3 students, 3 civilians receive death sentences in Giza, Alexandria

Daily News Egypt
3 Min Read
Azhar University students protest on November 2013. (Photo by Mohamed Omar\File)

By Nada Hanan

The Giza Criminal Court issued death sentences for three students convicted of the arson of a 6th of October City administrative department office, independent observatory Freedom Seekers reported on Friday.

The court referred the sentences given to Mass Communications student Mostafa Hamdy, Engineering student Abd-Allah Morad, and fellow student  Mosaab Magdy, who is enrolled at the Habiba Institute, to the Grand Mufti to make a final decision at the next court session on 3 October.

Freedom Seekers said: “The students were tortured by the police officers in order to admit to committing this act, while they were innocent.”

Hamdy, one of the defendants, said in a letter after the court decision: “While I was working at my new job in the Canadian University, I was arrested. When I asked ‘Why?’ the officer said that the university’s president has to ask me about an issue.”

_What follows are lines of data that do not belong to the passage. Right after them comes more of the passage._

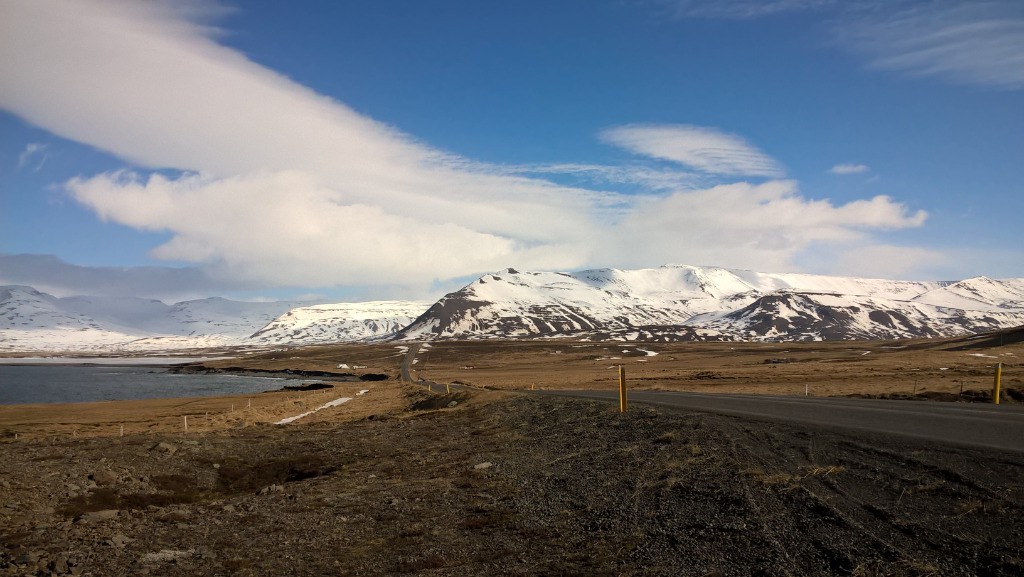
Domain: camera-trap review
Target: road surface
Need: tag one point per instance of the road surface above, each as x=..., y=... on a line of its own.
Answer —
x=993, y=426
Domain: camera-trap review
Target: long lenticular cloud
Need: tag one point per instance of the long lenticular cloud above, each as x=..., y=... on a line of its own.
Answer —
x=285, y=187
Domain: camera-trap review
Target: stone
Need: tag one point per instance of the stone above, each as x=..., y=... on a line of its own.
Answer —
x=165, y=447
x=59, y=564
x=98, y=516
x=103, y=478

He added, describing how they started to pressure him: “The officer asked me why I attend demonstrations, I said because one of my friends was dead and I stopped after the issuance of the protest law.”

Hamdy listed in the letter, which was written immediately after the trial, the ways in which he suffered, saying: “They put me in a cold room without clothes; they threw water on me then turned the fans on.”

The court also said the defendants belong to an illegal group called “Rabaa Ultras”. This group aimed to destroy governmental buildings and public properties, besides attacking police officers.

Further, On Thursday, the Alexandria Criminal Court sentenced three civilians to death on similar charges. The three civilians were tried in the Riots of Alexandria Library case, which took place on 14 August 2013 in conjunction with the Rabaa Al-Adaweya sit-in dispersal.

A total of 71 other defendants on the case, who are reportedly Muslim Brotherhood members, are accused of killing a police officer Hossam El-Bahi, two conscripts, 13 civilians and injuring more than 68 citizens.

Besides this, they were also convicted of damaging the  Mary Girgis Church, a traffic office, two cars, a police tank, an ambulance, an ATM machine, a coffee shop and having unlicensed weapons. They also attacked the Bab Sharqi police station and two police points of El-Shatby and El-Ibrahimia.

The court has set the session on 28 September for a final verdict.